El alma poética que existe en Íngrid Betancourt dibuja los paisajes de la jungla con fascinantes pinceladas que por momentos alejan al lector del horizonte de crueldad que allí se vive, y hasta le crean la ficción de hallarse en la selva embrujada de La vorágine. La propia descripción de las culebras, las fieras, los cocodrilos, las tarántulas e infinidad de alimañas salvajes está hecha con mano maestra. Tal vez la autora está fugada de la literatura. Cambiar hoy la política por la literatura sería un destino ideal.

Es inaudito que las fieras humanas que han mantenido en prisión a tantos colombianos inocentes, y se han ensañado con el suplicio hasta límites impensables, no recapaciten en que deben frenar su odio contra la sociedad. Quizá los testimonios de quienes salen a la libertad formen al fin en ellos la conciencia de que por las armas y el tráfico de drogas nada conseguirán, fuera del repudio de los colombianos.

Íngrid no solo ha escrito un libro asombroso, que se lee como una novela, sino la memoria exacta de uno de los capítulos más aberrantes de la violencia colombiana. Como en las novelas, se pinta la condición humana, con las envidias, intrigas, rencores, avaricias, peleas, egoísmos que son comunes en cualquier parte, y con mayor razón en estos grupos de presos sometidos a toda clase de presiones y salvajismos.

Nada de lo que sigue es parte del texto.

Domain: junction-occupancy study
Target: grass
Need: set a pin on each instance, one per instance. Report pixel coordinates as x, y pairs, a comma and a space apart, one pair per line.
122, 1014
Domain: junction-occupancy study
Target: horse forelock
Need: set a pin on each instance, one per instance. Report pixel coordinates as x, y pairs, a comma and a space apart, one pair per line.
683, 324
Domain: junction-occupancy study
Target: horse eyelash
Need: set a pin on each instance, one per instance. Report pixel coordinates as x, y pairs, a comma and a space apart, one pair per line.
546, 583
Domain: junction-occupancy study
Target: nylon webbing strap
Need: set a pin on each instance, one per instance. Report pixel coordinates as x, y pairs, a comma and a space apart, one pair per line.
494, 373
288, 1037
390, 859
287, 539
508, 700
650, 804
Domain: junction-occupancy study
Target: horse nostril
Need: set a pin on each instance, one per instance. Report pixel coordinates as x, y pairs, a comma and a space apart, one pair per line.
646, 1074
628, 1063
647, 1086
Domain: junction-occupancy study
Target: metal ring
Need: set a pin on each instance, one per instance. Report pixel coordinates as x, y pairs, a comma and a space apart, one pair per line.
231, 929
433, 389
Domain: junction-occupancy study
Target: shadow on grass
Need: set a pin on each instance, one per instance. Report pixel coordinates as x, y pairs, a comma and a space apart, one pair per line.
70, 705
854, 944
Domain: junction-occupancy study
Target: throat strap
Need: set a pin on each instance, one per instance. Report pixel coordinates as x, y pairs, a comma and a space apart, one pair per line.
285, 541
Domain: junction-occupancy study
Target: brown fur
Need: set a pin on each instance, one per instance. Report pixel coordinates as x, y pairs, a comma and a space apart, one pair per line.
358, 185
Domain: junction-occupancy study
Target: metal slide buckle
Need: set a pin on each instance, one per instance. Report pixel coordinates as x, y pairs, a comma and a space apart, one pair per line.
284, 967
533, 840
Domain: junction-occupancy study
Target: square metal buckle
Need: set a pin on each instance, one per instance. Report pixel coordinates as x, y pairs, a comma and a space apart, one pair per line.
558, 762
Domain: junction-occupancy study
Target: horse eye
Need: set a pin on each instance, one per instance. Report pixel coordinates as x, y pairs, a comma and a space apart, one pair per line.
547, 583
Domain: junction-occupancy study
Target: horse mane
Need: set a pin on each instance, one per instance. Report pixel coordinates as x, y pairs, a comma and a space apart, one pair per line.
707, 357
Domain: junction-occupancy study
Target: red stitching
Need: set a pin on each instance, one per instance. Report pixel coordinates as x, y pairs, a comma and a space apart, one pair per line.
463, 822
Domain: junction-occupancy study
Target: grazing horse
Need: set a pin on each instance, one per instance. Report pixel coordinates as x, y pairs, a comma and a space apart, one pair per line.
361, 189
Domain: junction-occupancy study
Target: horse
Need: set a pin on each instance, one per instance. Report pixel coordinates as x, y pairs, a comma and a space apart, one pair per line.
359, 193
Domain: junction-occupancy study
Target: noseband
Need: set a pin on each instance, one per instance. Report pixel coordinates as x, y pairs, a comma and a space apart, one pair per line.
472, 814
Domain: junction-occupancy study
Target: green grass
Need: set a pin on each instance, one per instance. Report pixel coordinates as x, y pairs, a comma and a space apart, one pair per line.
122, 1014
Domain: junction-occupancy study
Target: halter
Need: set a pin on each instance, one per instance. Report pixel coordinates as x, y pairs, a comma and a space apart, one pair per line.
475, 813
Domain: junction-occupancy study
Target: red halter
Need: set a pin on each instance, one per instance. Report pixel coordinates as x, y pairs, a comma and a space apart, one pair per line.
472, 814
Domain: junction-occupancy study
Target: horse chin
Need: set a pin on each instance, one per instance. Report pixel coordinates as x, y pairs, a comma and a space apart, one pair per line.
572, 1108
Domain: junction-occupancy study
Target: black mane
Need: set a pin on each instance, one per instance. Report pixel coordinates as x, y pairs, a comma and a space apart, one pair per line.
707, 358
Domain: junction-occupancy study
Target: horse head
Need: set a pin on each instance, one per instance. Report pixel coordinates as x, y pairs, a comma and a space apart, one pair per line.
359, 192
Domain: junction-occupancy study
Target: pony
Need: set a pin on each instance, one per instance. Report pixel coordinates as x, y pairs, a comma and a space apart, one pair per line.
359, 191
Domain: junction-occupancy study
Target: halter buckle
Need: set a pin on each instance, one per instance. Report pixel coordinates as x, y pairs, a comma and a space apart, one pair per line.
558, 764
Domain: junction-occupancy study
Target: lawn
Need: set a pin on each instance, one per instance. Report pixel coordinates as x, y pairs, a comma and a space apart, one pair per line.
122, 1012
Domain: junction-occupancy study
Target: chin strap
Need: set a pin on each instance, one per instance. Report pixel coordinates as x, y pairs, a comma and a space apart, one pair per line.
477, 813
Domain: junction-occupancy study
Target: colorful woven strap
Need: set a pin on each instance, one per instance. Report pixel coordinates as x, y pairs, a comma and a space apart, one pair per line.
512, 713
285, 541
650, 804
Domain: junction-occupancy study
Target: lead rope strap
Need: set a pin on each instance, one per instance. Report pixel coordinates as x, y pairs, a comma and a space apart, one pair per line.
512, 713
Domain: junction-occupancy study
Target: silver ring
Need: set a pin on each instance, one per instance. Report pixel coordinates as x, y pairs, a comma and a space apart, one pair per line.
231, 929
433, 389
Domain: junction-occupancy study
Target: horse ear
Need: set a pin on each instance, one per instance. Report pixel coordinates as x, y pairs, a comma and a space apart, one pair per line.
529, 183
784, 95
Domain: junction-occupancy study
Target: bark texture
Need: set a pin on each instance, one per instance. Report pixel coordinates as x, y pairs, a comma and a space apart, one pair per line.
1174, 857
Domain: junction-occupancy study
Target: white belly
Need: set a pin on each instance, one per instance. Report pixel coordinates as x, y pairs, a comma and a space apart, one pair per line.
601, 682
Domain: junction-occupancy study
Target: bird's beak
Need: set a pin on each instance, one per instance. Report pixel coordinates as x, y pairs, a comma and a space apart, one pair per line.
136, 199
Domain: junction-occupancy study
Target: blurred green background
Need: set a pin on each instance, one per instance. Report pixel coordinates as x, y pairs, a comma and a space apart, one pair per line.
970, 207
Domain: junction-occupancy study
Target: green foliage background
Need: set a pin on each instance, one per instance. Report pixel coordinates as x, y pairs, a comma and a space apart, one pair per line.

Me impresionó el hecho de que, no obstante la barbarie con que fue maltratada, Íngrid conservó siempre la dignidad inculcada por su padre, y su esencia femenina. Su obsesión por la libertad, que varias veces la llevó a intentar la fuga, y que nunca dejó decaer, le hizo recuperar la vida.

De hecho, era una muerta viviente. Alcanza en la historia el carácter de heroína. Se salvó con fe y religiosidad. Y escribió su testimonio estremecedor.

El Espectador, Bogotá, 19 de octubre de 2010.
Eje 21, Manizales, 20 de octubre de 2010.
La Crónica del Quindío, Armenia, 23 de octubre de w2010.

* * *

Comentarios:

Tiene usted razón: es un magnífico libro. Su estilo es magnífico, ágil, reflexivo. Ojalá Íngrid continuara una carrera literaria. Elías Mejía, Calarcá.

Hay razón en apartar todo juicio que tenga uno contra el autor para poder disfrutar, entender y sacar provecho de lo que  él nos quiere hacer ver. Mauricio Guerrero, Miami.

Es un gran libro y ella, considero, es una gran mujer. Infortunadamente y como suele suceder, por alguna actuación -que podemos compartir o no, o lo que es más, entender o no-, la gran prensa, los grandes medios, se hacen voceros de no sé quién y estigmatizan de tal modo que el rebaño termina repitiendo sin que medie reflexión alguna. Así han destruido o anulado a tantos. María Cristina Laverde Toscano, Bogotá.

La columna es una reivindicación de la que al final el autor llama sin tapujos: una heroína. Yo no he leído su libro, pero por este comentario, será digno de leerse, a pesar del odio injusto que se ha desencadenado contra Íngrid Betancourt. Ramiro Lagos, Greensbore (USA).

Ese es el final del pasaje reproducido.